Whether it’s designing a 15,000 square-foot mansion in Beverly Hills, a brick-and-mortar bank, or scenic backdrops for major theme parks and water parks, there’s one thing Richmond Hoffmayer co-owner and structural engineer Joe Hoffmayer always relies on: AutoCAD and the Architecture toolset.“I have to draw accurately, so I use AutoCAD,” Joe says. “And to be even more accurate I use the Architecture toolset, which helps me save time with the workflow, especially when working with steel.”
Here, Joe shares how he works with the Architecture toolset and what every structural engineer shouldn’t overlook.
How do you use AutoCAD’s Architecture toolset for structural engineering?
I use the Architecture toolset whenever I have a project that has some type of pile foundation, which is often the case for my projects in the Los Angeles area.

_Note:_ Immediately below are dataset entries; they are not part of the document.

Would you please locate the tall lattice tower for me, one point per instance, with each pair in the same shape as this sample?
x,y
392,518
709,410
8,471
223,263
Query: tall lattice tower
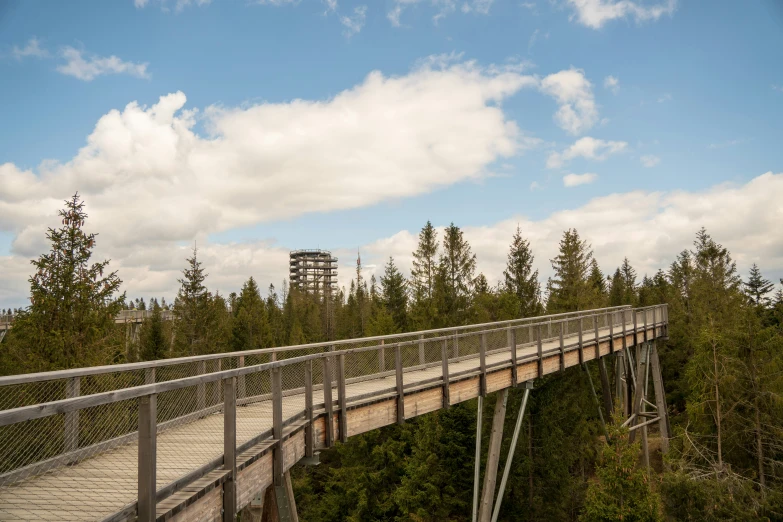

Many of the lots there are on hills. I get the civil topography plans and draw the pile and retaining walls in 3D. This better helps me visualize what the construction needs to be, and quickly helps identify difficult conditions.
Most often steel beams are used for these types of jobs and the Architecture toolset helps me draw those steel beams in 3D, much more efficiently than “regular” AutoCAD. I can really control where the steel needs to be, and can push and pull the steel objects so they don’t stick out of any walls or roof. I use the Architecture toolset on a really technical level to make sure it fits within the tolerance of the buildings that the clients are giving me.
Courtesy Joe Hoffmayer
Why is it helpful to use the Architecture toolset and 3D, especially when it comes to steel beams?
The benefit is the true size. When you’re designing with something like steel, ultimately, down the road and before they construct it, shop drawings will be produced. These include things like the height of the beam and the location on the plan of the beam and the columns. It’s really tedious to go back and check that out if you haven’t really drawn it right the first time.
The Architecture toolset lets me see everything. For example, if I want to put my column three inches away from a point in one direction and the beam at 10 feet high, I can draw it accurately using the structural library built into the Architecture toolset. And I know that it fits in the model, too. The benefit is that I’ve digitally built it, I know it works, and when the shop drawings come back to me I already have the information done and it’s much easier for me to check. I share these files with the project architects so they can more easily verify dimensions and tolerances with their designs.
Courtesy Joe Hoffmayer
What else sets the Architecture toolset apart in AutoCAD?
The fact that I can draw on top of other AutoCAD drawings by using the Architecture toolset is incredibly important. The design tool palette has the steel beams, columns, and braces I need. I also use slabs quite often. Right now I can completely draw something in the Architecture toolset with slabs, walls, and the structural elements on top of typical AutoCAD lines and text. I use custom display configurations to control how the beams are represented in plan view. For example, in plan view, I like to see the centerline of a steel beam as a solid line, with light hidden lines representing the actual beam width. This is a very powerful feature of Architecture. With a little experimenting, I have graphic representations of Architecture toolset objects that convey my graphic style in plan view, but look true to reality in a 3D model.
Anyone in structural engineering—and especially those working with steel—will find that the Architecture toolset is the way to go in order to save time and create the most accurate designs possible.